One, I don't know how people without computer check register programs do anything worthwhile with their fiscal planning. Maybe they don't. Maybe that's the problem.
While struggling with pen and paper to "create a budget" like Dave Ramsey tells me, a brilliant idea hit me. After I picked myself up from the floor (it hit rather hard, ba-dum-bump) I went to the "budget" feature in my program.
I may have cheated here, but it's a start and a start is what I needed.
I created an automated budget using my spending pattern from the last year. That gave me average percentages of spending per category (yes, I've been using categories for a while so that made it much easier). I applied those percentages to my new paycheck and voila!

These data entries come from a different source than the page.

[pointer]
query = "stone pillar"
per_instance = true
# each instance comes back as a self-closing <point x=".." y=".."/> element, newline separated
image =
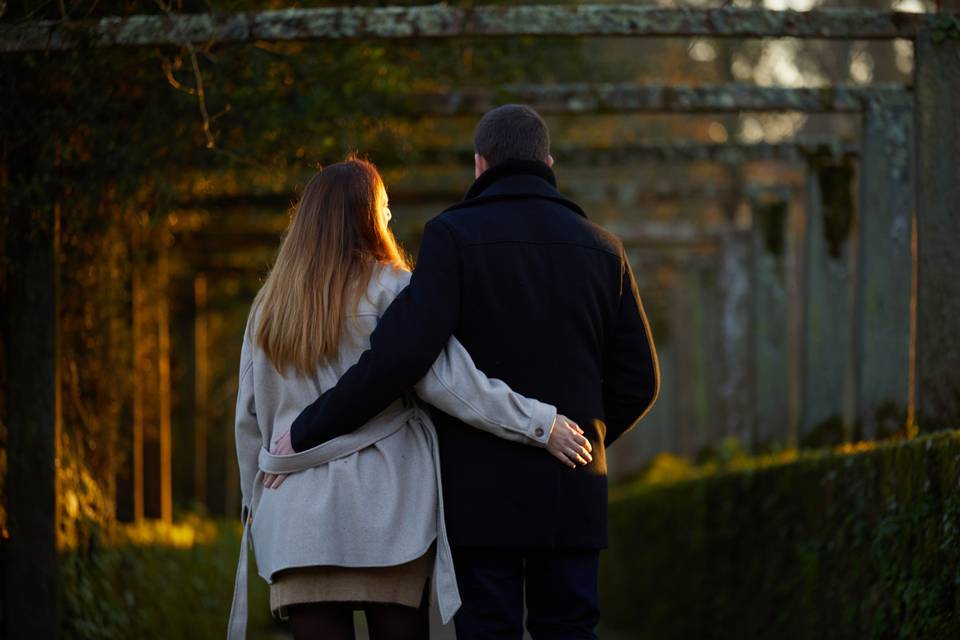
<point x="831" y="251"/>
<point x="937" y="87"/>
<point x="31" y="345"/>
<point x="885" y="267"/>
<point x="736" y="379"/>
<point x="770" y="243"/>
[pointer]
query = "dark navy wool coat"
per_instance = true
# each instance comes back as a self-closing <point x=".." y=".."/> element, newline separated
<point x="545" y="301"/>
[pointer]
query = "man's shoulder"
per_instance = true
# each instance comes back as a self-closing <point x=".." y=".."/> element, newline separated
<point x="476" y="223"/>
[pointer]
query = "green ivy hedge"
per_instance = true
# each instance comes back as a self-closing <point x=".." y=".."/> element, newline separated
<point x="157" y="591"/>
<point x="828" y="545"/>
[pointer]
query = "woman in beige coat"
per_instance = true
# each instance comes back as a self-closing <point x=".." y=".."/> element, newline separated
<point x="356" y="522"/>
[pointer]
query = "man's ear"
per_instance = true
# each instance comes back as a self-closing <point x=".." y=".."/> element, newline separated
<point x="480" y="164"/>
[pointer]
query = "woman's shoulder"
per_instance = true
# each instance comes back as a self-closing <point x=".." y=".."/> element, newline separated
<point x="385" y="283"/>
<point x="391" y="278"/>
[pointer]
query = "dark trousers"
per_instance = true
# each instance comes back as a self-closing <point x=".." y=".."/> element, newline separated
<point x="560" y="587"/>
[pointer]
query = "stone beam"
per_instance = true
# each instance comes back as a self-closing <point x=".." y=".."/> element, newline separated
<point x="581" y="98"/>
<point x="442" y="21"/>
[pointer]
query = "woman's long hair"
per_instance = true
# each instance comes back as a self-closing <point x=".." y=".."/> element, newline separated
<point x="336" y="238"/>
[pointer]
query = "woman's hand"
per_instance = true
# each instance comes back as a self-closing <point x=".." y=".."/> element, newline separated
<point x="281" y="447"/>
<point x="568" y="444"/>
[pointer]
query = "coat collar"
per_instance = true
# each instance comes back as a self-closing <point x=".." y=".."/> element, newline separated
<point x="513" y="179"/>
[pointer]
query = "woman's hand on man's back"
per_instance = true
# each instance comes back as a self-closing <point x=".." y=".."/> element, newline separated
<point x="568" y="444"/>
<point x="281" y="447"/>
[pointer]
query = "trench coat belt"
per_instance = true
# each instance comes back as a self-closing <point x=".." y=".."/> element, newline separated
<point x="448" y="599"/>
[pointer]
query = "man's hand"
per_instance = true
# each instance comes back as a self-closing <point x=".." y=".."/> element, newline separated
<point x="281" y="447"/>
<point x="568" y="444"/>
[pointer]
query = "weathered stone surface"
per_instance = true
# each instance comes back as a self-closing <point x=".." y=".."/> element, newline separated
<point x="30" y="326"/>
<point x="828" y="317"/>
<point x="618" y="98"/>
<point x="769" y="274"/>
<point x="938" y="225"/>
<point x="885" y="267"/>
<point x="434" y="21"/>
<point x="736" y="375"/>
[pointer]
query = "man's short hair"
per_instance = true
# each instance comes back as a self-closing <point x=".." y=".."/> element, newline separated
<point x="513" y="131"/>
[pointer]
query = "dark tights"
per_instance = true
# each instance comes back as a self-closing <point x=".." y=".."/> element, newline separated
<point x="334" y="621"/>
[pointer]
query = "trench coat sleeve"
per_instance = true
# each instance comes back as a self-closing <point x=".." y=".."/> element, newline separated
<point x="455" y="386"/>
<point x="406" y="342"/>
<point x="631" y="376"/>
<point x="247" y="430"/>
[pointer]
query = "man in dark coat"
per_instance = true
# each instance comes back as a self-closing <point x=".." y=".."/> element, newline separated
<point x="546" y="301"/>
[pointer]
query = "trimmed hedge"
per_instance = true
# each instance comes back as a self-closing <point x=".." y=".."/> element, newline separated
<point x="153" y="591"/>
<point x="829" y="545"/>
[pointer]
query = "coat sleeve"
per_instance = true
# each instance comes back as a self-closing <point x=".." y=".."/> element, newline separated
<point x="249" y="438"/>
<point x="455" y="386"/>
<point x="631" y="373"/>
<point x="403" y="347"/>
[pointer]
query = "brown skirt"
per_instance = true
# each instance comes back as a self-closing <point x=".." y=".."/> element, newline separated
<point x="400" y="584"/>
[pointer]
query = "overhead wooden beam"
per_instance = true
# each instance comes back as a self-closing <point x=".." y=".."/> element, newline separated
<point x="582" y="98"/>
<point x="442" y="21"/>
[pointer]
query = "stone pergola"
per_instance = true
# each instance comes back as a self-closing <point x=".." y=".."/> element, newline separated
<point x="895" y="326"/>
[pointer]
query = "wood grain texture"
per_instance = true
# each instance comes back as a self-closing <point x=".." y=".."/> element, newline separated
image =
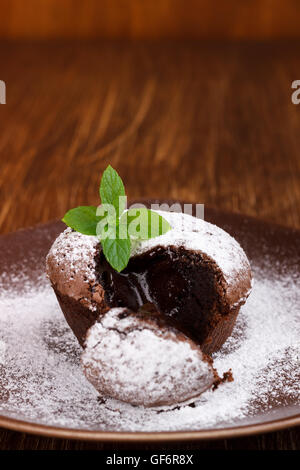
<point x="206" y="122"/>
<point x="250" y="19"/>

I have a budget!
You might argue that all I have is a record of how I've spent my money in the past. You'd be right. Except... I'm going to try Dave's envelope system. Using my new budget, I will spend only that much per month on those categories. I hope this will do a couple things.
1) It makes my spending deliberate and limited. Since I'm using cash, I can't go over those amounts and if I try, I'll know it immediately.
2) Since I'm accustomed to spending this way and in similar amounts, I think it will bypass my concern that I won't have the right amount in the right envelope at the right time.
I don't quite feel like I've gotten a raise (although I did with the new job) but I do feel a bit more in control of my money and consequently my life.
I can't remember if I've said this already, but I want very much to be responsible with God's blessings on my life. Living in a world just starting to feel the burden of its fiscal irresponsibility, it seems even more important to get my own house in order. I'm hoping this helps set my mind on long-term goals while allowing me a little breathing room in day-to-day living.
On a side note, let me know if you use a budget or envelope system or any type of method to regulate spending. I'm curious how other people do it.